Hi all,
After a conversation with rgdd, I was trying to understand what kind of temporal guarantees a Sigsum entry can provide. For instance, I need something akin (but slightly less strict) to a timestamping authority: something that can attest that a certain signature was included on a specific date, or at least definitely not afterwards.
This would allow me to enforce expirations over signed artifacts: if an artifact was included after a certain threshold (e.g., 30 days after signing), I could consider it expired, knowing that the corresponding signature couldn’t have been forward-dated.
A naive way to achieve this without Sigsum would be to submit the content to a timestamping authority (TSA), then include the TSA’s signed timestamp within the content to be signed. However, this approach introduces a single point of failure (a trusted third party) and adds unnecessary format complexity.
Since inclusion proofs from a Sigsum server already include a cosigned checkpoint with a timestamp, I was wondering whether similar guarantees could be derived from these components. My concern is that if I simply trusted the timestamp in the checkpoint, the logic wouldn’t hold: anyone could request a new inclusion proof at a later time, which would include a newer checkpoint timestamp and an updated tree head.
One immutable element between proofs is the leaf index, which correlates monotonically with inclusion order, though not directly with wall-clock time.

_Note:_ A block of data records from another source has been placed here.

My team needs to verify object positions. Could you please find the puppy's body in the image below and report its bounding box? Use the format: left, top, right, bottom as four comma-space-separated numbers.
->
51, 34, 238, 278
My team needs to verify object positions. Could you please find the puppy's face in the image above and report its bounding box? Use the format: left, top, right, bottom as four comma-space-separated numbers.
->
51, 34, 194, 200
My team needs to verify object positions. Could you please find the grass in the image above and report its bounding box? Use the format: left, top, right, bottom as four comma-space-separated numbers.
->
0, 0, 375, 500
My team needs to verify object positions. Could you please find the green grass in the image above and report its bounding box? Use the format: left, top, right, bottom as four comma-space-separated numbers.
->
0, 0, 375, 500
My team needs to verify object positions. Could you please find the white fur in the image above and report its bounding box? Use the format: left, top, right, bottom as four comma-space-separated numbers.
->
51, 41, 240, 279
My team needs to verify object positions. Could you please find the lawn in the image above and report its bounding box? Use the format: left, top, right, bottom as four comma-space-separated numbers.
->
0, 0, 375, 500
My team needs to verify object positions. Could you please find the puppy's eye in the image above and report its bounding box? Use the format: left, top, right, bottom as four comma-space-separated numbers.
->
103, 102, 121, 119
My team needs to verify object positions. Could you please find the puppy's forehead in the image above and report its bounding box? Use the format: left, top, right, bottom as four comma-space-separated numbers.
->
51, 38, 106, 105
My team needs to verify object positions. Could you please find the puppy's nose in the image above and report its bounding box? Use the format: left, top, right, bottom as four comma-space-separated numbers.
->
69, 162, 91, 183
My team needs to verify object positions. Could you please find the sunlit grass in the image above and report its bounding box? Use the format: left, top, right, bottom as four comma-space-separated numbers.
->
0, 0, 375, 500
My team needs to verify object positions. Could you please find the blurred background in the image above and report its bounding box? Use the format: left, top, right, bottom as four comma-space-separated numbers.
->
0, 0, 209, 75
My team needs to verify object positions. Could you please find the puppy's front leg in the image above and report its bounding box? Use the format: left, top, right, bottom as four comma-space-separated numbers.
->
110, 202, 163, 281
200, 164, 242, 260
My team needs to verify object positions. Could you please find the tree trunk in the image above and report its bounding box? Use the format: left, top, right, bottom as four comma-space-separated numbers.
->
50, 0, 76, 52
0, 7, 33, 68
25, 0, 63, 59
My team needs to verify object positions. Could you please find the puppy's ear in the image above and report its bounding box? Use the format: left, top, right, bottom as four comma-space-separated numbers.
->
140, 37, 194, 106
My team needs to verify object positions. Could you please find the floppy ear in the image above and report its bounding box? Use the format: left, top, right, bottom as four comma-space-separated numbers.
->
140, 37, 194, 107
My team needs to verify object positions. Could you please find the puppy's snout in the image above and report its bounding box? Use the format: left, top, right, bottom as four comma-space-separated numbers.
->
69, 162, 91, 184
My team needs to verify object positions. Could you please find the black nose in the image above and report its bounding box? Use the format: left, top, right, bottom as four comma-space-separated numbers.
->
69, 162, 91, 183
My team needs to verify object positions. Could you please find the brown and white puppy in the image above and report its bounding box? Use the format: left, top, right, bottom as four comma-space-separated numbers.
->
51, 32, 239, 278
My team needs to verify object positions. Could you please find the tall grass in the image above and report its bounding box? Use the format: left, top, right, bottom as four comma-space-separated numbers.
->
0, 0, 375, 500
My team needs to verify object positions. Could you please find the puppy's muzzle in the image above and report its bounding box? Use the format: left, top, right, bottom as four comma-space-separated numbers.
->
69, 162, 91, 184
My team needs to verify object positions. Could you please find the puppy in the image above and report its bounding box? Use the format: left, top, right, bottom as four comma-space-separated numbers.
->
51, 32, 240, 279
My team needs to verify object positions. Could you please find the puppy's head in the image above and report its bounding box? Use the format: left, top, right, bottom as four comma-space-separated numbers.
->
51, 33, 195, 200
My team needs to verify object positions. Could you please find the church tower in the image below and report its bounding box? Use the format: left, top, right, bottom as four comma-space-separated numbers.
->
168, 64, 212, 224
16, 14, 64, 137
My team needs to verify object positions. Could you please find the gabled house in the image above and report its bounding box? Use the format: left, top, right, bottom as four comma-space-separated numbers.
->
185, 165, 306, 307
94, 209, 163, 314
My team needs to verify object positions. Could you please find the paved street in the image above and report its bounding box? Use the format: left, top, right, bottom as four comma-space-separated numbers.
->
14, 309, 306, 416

A possible workaround would be to require proofs where the tree size in the checkpoint is at most N leaves ahead of the included leaf (say < 10), ensuring some temporal proximity between signing and inclusion. However, this approach would prevent me from obtaining new proofs for old signatures, for instance, after witness rotation, unless there was an archive of checkpoints (and the same for witnesses)?
Summarizing: is there a way to use the Sigsum log server and the witnesses to attest that an inclusion happened at a specific timestamp?